Since he has been elected, Pope Francis has encouraged us to go out to the margins of society, to hear the cry of God’s people and bring them the light of the Gospel. ‘Edgy’ places can be scary and can make us vulnerable but they can crack open our protective shells, make us more porous, more ready to listen and to act.
Over recent months and years our T.V. screens have shown us the plight of so many immigrants, with pain and desperation on their faces, on the border countries of our world, hoping to cross into a new life.

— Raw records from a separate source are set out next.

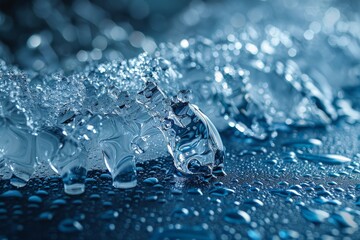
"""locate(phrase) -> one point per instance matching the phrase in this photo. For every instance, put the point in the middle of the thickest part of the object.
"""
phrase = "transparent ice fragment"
(191, 138)
(116, 144)
(66, 156)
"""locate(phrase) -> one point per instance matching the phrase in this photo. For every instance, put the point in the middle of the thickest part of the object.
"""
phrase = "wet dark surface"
(279, 195)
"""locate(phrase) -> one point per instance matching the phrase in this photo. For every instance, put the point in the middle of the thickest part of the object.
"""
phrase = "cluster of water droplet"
(114, 109)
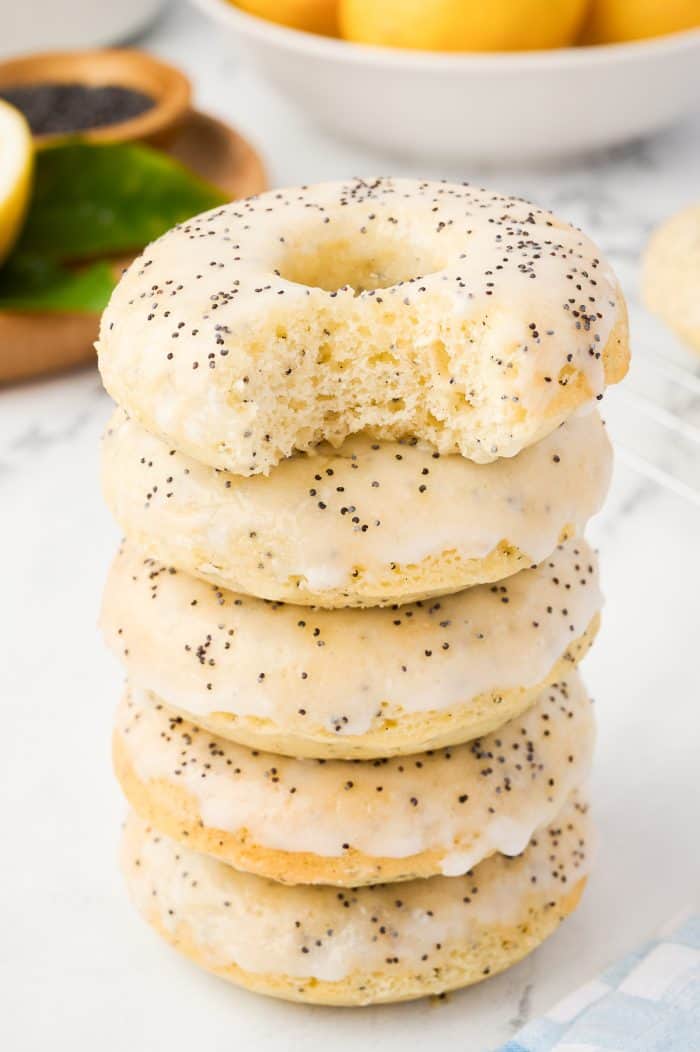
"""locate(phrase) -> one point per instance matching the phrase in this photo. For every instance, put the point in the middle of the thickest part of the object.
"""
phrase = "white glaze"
(446, 311)
(205, 650)
(263, 534)
(465, 802)
(302, 931)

In next Sunday’s Gospel we hear the woman from the region of Tyre and Sidon crying out to a foreigner, whose people look down on her people, pleading on behalf of her daughter. Jesus too is in a border place; he has withdrawn to the edges, away from the places of petty rules and regulations which seem to have lost their spirit. Into this space steps the Canaanite woman crying out on behalf of her tormented daughter “Lord, Son of David have pity on me. “
Jesus is silent. He has been preaching to the “Lost sheep of Israel” finding many of them lacking in faith and now this foreigner stands before him. Has she disturbed him, challenged him? He seems abrupt when he speaks as a Jew to a Gentile, referring to her race as ‘dogs’.
Surely there were enough of his own people to be converted. But now this woman, who seems to be of high social status, humbly kneels before him and cries out simply: ”Help me.” Jesus’ reply about it not being right to take bread from his own people and throw it to puppy dogs (foreigners) seems harsh, yet he cannot have intended to humiliate her; surely rather, he was insisting that neither her people nor anybody else had a right to demand anything of God. His reply could have crushed her to the earth, but her humility, her wit, her persistence, her great love for her daughter but above all her strong faith moved Jesus to respond and cross a new border on his own mission.
Do you remember a time when you crossed a border and found new life?